Monday, December 27, 2010

Post Modernity and the Modern Dialogue





So last week I read one of the many biographies of C.S. Lewis' life and found it rather interesting. The author Douglas Gresham was Lewis' stepson therefore, he knew Lewis in a way that many did not. It is evident that Gresham thought very highly of his stepfather and held him in the highest regard. Time and time again Gresham highlights Lewis' willingness to take time from his writing and studies to serve those around him. When it came to simply talking to someone, giving them a place to stay for a few nights, or day-to-day chores Lewis frequently and without gripe did what was needed. 

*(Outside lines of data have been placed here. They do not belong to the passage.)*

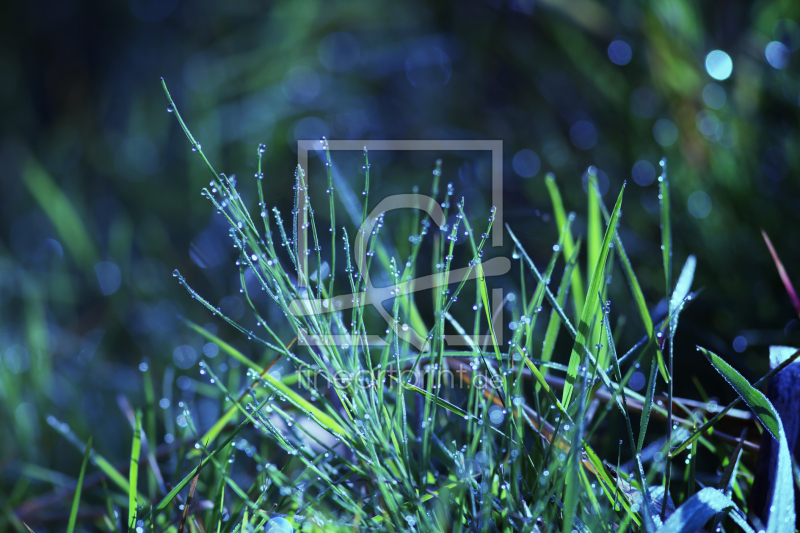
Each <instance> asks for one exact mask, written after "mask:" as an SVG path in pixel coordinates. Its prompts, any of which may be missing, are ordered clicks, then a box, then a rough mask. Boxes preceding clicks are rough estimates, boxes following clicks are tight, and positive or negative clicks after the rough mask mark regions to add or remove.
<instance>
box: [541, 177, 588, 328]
mask: <svg viewBox="0 0 800 533" xmlns="http://www.w3.org/2000/svg"><path fill="white" fill-rule="evenodd" d="M544 183H545V185H547V191H548V192H549V193H550V202H551V203H552V204H553V214H554V215H555V217H556V224H557V225H558V231H559V232H561V231H562V230H563V228H565V227H567V226H566V224H567V214H566V212H565V211H564V202H563V201H562V200H561V193H560V192H559V190H558V185H556V177H555V175H554V174H553V173H552V172H551V173H549V174H547V178H546V179H545V180H544ZM563 240H564V256H565V257H572V254H573V253H574V251H575V248H576V246H575V243H574V241H573V240H572V233H571V232H567V234H566V235H564V239H563ZM580 270H581V269H580V267H578V268H575V270H574V271H573V272H572V281H571V284H572V303H573V305H574V307H575V320H576V321H577V320H579V318H580V316H581V311H582V310H583V295H584V292H583V278H582V277H581V272H580Z"/></svg>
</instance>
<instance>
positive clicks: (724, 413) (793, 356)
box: [670, 350, 800, 457]
mask: <svg viewBox="0 0 800 533" xmlns="http://www.w3.org/2000/svg"><path fill="white" fill-rule="evenodd" d="M798 358H800V350H798V351H796V352H795V353H794V354H793V355H791V356H789V357H787V358H786V359H785V360H784V361H783V362H781V364H779V365H778V366H776V367H775V368H773V369H772V370H770V371H769V372H767V373H766V374H765V375H764V376H763V377H762V378H761V379H759V380H758V381H756V382H755V383H753V388H755V389H758V388H759V387H761V386H762V385H763V384H764V383H767V382H768V381H769V379H770V378H771V377H772V376H774V375H775V374H777V373H778V372H780V371H781V370H783V369H784V368H786V367H787V366H789V365H790V364H792V363H793V362H794V361H795V360H797V359H798ZM740 401H742V398H741V397H739V398H736V399H735V400H733V401H732V402H731V403H729V404H728V405H726V406H725V407H724V408H723V409H722V410H720V411H718V412H717V414H716V415H715V416H714V418H712V419H711V420H709V421H708V422H706V423H705V424H703V425H702V426H701V427H700V428H699V429H698V430H697V431H695V432H693V433H692V434H691V435H689V436H688V437H687V438H686V440H684V441H683V442H682V443H681V444H680V445H679V446H678V447H677V448H675V450H673V451H672V452H670V455H671V456H672V457H675V456H676V455H678V454H679V453H681V452H682V451H683V450H685V449H686V447H687V446H689V445H690V444H691V443H693V442H694V441H695V440H697V439H698V438H700V436H701V435H702V434H703V433H705V432H706V431H708V430H709V429H711V428H712V427H713V426H714V424H716V423H717V422H719V421H720V420H722V418H723V417H724V416H725V415H726V414H727V413H728V411H730V410H731V409H733V408H734V407H736V406H737V405H738V404H739V402H740Z"/></svg>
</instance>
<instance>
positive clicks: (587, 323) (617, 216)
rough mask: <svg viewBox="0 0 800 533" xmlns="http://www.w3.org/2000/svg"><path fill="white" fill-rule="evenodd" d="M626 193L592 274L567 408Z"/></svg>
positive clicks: (613, 222)
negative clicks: (610, 244) (608, 251)
mask: <svg viewBox="0 0 800 533" xmlns="http://www.w3.org/2000/svg"><path fill="white" fill-rule="evenodd" d="M624 192H625V185H623V186H622V190H620V192H619V196H618V197H617V203H616V205H615V206H614V210H613V211H612V212H611V219H610V220H609V223H608V227H606V233H605V236H604V237H603V243H602V246H601V249H600V256H599V257H598V258H597V263H596V264H595V265H594V270H593V272H592V282H591V284H590V285H589V291H588V292H587V294H586V299H585V304H584V306H583V312H582V313H581V321H580V323H579V324H578V331H577V335H576V337H575V344H574V345H573V347H572V354H571V355H570V359H569V369H568V370H567V379H566V381H565V383H564V391H563V394H562V397H561V403H562V404H563V405H565V406H569V401H570V399H572V392H573V389H574V388H575V378H576V377H577V375H578V367H579V366H580V364H581V359H582V353H583V350H584V349H587V346H586V344H587V342H588V341H589V331H590V329H591V321H594V320H595V318H596V317H597V309H598V305H599V302H598V300H597V295H598V294H599V293H600V289H601V287H602V284H603V283H604V282H605V279H604V273H605V268H606V259H607V258H608V251H609V245H610V244H611V239H612V237H613V235H614V233H616V227H617V219H618V218H619V212H620V209H621V208H622V195H623V193H624Z"/></svg>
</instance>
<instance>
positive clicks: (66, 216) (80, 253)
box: [22, 157, 99, 268]
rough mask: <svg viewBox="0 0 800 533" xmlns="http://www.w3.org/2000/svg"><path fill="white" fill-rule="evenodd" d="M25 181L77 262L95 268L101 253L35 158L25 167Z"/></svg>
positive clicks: (68, 199) (87, 232)
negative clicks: (95, 245)
mask: <svg viewBox="0 0 800 533" xmlns="http://www.w3.org/2000/svg"><path fill="white" fill-rule="evenodd" d="M22 181H23V183H25V185H26V186H27V187H28V190H29V191H30V192H31V194H32V195H33V197H34V198H35V199H36V202H37V203H38V204H39V206H40V207H41V208H42V210H43V211H44V212H45V214H46V215H47V217H48V218H49V219H50V221H51V222H52V223H53V227H54V228H55V229H56V231H57V232H58V234H59V235H60V236H61V238H62V239H63V240H64V244H65V245H66V247H67V250H69V251H70V254H71V255H72V258H73V259H74V261H75V262H76V263H78V264H79V265H81V266H82V267H84V268H91V267H93V266H94V265H95V264H96V263H97V261H98V257H99V255H98V253H97V249H96V248H95V246H94V244H93V242H94V241H93V239H92V238H91V237H90V236H89V233H88V232H87V231H86V227H85V226H84V224H83V221H82V220H81V217H80V215H79V214H78V211H77V210H76V209H75V206H73V205H72V202H70V200H69V198H67V196H66V195H65V194H64V193H63V192H62V191H61V189H59V188H58V185H57V184H56V182H55V181H54V180H53V178H52V177H51V176H50V174H48V172H47V171H46V170H45V169H44V167H43V166H42V165H41V164H39V162H38V161H36V159H34V158H33V157H31V158H29V159H28V160H27V162H26V163H25V166H24V167H23V169H22Z"/></svg>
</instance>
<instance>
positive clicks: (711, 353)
mask: <svg viewBox="0 0 800 533" xmlns="http://www.w3.org/2000/svg"><path fill="white" fill-rule="evenodd" d="M698 349H699V350H700V352H702V354H703V355H705V356H706V358H707V359H708V361H709V362H710V363H711V364H712V366H713V367H714V369H715V370H716V371H717V372H719V373H720V375H722V377H723V378H725V381H727V382H728V384H729V385H730V386H731V387H733V389H734V390H735V391H736V393H737V394H738V395H739V396H740V397H741V398H742V400H744V402H745V403H746V404H747V405H748V407H750V409H751V410H752V411H753V413H754V414H755V415H756V417H758V420H759V421H760V422H761V423H762V424H763V425H764V428H765V429H766V430H767V431H768V432H769V434H770V435H771V436H772V437H773V438H774V439H775V440H776V441H777V442H778V463H777V467H776V472H775V486H774V487H772V488H771V495H772V501H771V503H770V508H769V519H768V521H767V533H791V532H793V531H794V528H795V507H794V480H793V478H792V457H791V455H790V453H789V444H788V441H787V439H786V433H785V432H784V430H783V423H782V422H781V418H780V416H779V415H778V413H777V412H776V411H775V408H774V407H773V405H772V403H771V402H770V401H769V400H768V399H767V397H766V396H765V395H764V393H762V392H761V391H760V390H758V389H756V388H755V387H753V386H751V385H750V383H748V382H747V380H746V379H745V378H744V376H742V375H741V374H740V373H739V372H737V371H736V370H735V369H734V368H733V367H732V366H730V365H729V364H728V363H727V362H725V361H724V360H723V359H722V358H721V357H719V356H718V355H716V354H715V353H713V352H710V351H708V350H706V349H704V348H700V347H699V346H698Z"/></svg>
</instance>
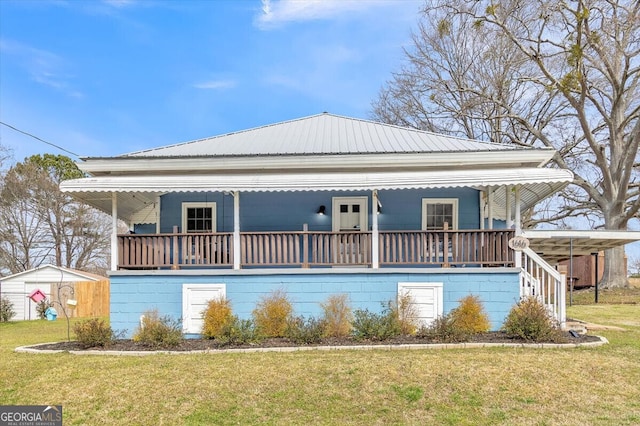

Gresham also spoke rather extensively about a somewhat informal group that Lewis was apart of that met weekly at a local pub in Oxford. The Inklings, as they came to be known were a group of professors, writers, and general thinkers who enjoyed a good philosophical conversation and a pint with it. Gresham made a very interesting point about the time period of which Lewis lived in. He points out the social value placed on good dialogue among men. In the biography Gresham writes in reference to the Inkings, 

"One of the most valuable things of that time was that in those days nobody felt the least bit of need to dislike or grow angry with someone simply because they disagreed with them. These men disagreed with one another about almost everything but never grew annoyed or felt slighted by one another."   -Douglas Gresham Jack's Life

Today, I, being apart of the postmodern generation am extremely unfamiliar with this type of dialogue. I have sat through four years of discussion on the university level concerning topics such as evolution, politics, religions, philosophy, methodology, etc, and rarely do I see the opposing sides shake hands and grab a bite to eat afterwords. Most of the time tempers flare, sincere passion turns to hurtful artillery, and verbal jabs are thrown in an attempt to demoralize and hurt the other side.

I have also sat in on and been apart of discussion that quickly died due to not wanting to offend another person. Continually being on the defense in order to not be in the offense can be a rather stagnant stance to hold. It is in the midst of discussion, debate, and criticism that the best products are produced. I credit much of this attitude toward what sociologist have named "postmodernism". (If you would like to read more about Postmodernity follow the link attached.)

The postmodern generation has been attributed the characteristics of not want to offend anyone therefore, each person creates and maintains his own reality. Thus, according to postmodernism I cannot say you are wrong in what you believe, say, or do; and likewise. It is this mentality of my generation that has attributed to what I believe has been shallow conversations, lacking the refining fire of debate because of the fear of offending another person. I feel like I should have the liberty to ask another person about his political stance and/or religious affiliation without the worry of offending him. I ask because I am interested not because I want to argue and I ask because I want to learn not because I want to fight. I should also be able to receive question and criticism well and without taking offense. 

Healthy dialogue must be welcomed if we intend to grow in knowledge and understanding and especially those of us who are followers of Christ. I have often found myself taking offense at what people say about Jesus Christ, whom I believe is God in man form. Interesting to reread and to think I take offense at a statement made toward the God of the universe, as if He cannot do anything about it. As believers we must continually be reminded that our Father can hold his own  and therefore, our response should not be that of hate or offense rather, love.